Hace un par de años recibí la llamada de un buen amigo para sumarme a un nuevo proyecto musical (una banda o “conjunto”, como le dice mi madre). Desde entonces he sido parte de un crisol del que han brotado un puñado de canciones que publicaremos bajo el nombre de Orquesta Sinfónica de Asteroides. No se confundan, hacemos un “rockpopgresivo” o algo así. La verdad, no estoy muy seguro.
Las horas dedicadas a crear, a expresarnos, a trabajar el silencio hasta convertirlo en música siempre ha sido para mí un tiempo cautivante. 
Ya lo había vivido con mi anterior banda Jirafa Ardiendo, cuyos temas tuve el privilegio de ver transitar desde una prístina lucubración hasta ser coreados en algún show en vivo. 

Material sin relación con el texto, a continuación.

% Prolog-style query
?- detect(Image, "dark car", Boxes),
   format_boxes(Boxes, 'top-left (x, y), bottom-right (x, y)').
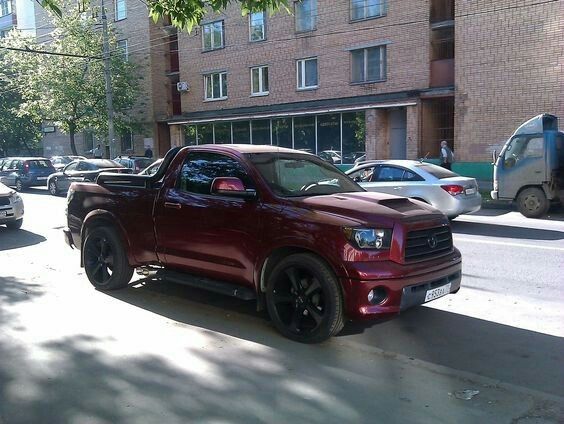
top-left (0, 157), bottom-right (56, 191)
top-left (47, 159), bottom-right (129, 196)
top-left (64, 145), bottom-right (462, 343)
top-left (50, 155), bottom-right (86, 171)
top-left (113, 156), bottom-right (155, 174)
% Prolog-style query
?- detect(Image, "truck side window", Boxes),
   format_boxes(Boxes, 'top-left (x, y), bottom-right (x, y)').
top-left (178, 152), bottom-right (255, 194)
top-left (522, 137), bottom-right (543, 159)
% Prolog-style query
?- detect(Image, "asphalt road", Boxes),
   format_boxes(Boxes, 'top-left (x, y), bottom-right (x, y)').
top-left (0, 188), bottom-right (563, 424)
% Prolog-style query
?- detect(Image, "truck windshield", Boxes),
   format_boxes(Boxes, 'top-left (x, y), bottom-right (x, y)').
top-left (247, 152), bottom-right (364, 197)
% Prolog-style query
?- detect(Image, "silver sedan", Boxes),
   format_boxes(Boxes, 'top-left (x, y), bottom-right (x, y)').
top-left (346, 160), bottom-right (482, 219)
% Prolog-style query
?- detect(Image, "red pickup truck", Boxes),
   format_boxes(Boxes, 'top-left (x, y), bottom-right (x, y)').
top-left (64, 145), bottom-right (461, 343)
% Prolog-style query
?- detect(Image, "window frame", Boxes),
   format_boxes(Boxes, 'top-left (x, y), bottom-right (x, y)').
top-left (0, 0), bottom-right (11, 17)
top-left (296, 57), bottom-right (318, 90)
top-left (350, 45), bottom-right (387, 84)
top-left (350, 0), bottom-right (387, 22)
top-left (203, 71), bottom-right (228, 101)
top-left (202, 20), bottom-right (225, 52)
top-left (115, 0), bottom-right (126, 21)
top-left (117, 39), bottom-right (128, 61)
top-left (250, 65), bottom-right (269, 96)
top-left (295, 0), bottom-right (317, 32)
top-left (249, 11), bottom-right (266, 42)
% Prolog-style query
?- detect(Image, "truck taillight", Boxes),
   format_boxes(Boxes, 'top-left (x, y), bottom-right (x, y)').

Ese transitar incierto iniciado por una melodía transformada en canción es un fenómeno que la mayoría jamás llegará a ver. 
El trabajo conjunto de unos cuantos amigos que buscan exteriorizar sus sentimientos, angustias, deseos o ilusiones, tampoco. 
Es una zona íntima, un laboratorio de ideas abstractas negociadas delicadamente para ser parte de 4 o 5 minutos de aire modulado. Ahí conviven máquinas, instrumentos, lo digital y lo análogo, combinados con voces humanas, armonías. 
Las letras que acompañan la música de la Orquesta Sinfónica de Asteroides tienen mucho de huidobrianas. Son metáforas sumadas a los universos musicales que flotan en nuestra sala de ensayo. 
No es fácil hacerlas coherentes con esos vuelos de imaginación. 
Tenemos una libreta llena de versos como “Donde vivo hay más solares que sistemas”, que apelan a la forma de vivir tan fragmentada y alienada de nuestra sociedad. 
O “Vi padres que no han dejado padres ser; hijos que se olvidaron de hijos ser” para describir... bueno, discernir esa frase es un ejercicio que tal  vez quieran hacer ustedes.
El placer de ver nacer canciones tiene su éxtasis al escucharlas terminadas, grabadas, tocadas sobre un escenario. No nos importa si son hit o no. Bien si alguien logra empatizar con ellas, pero antes nuestra satisfacción es nuestra expresión.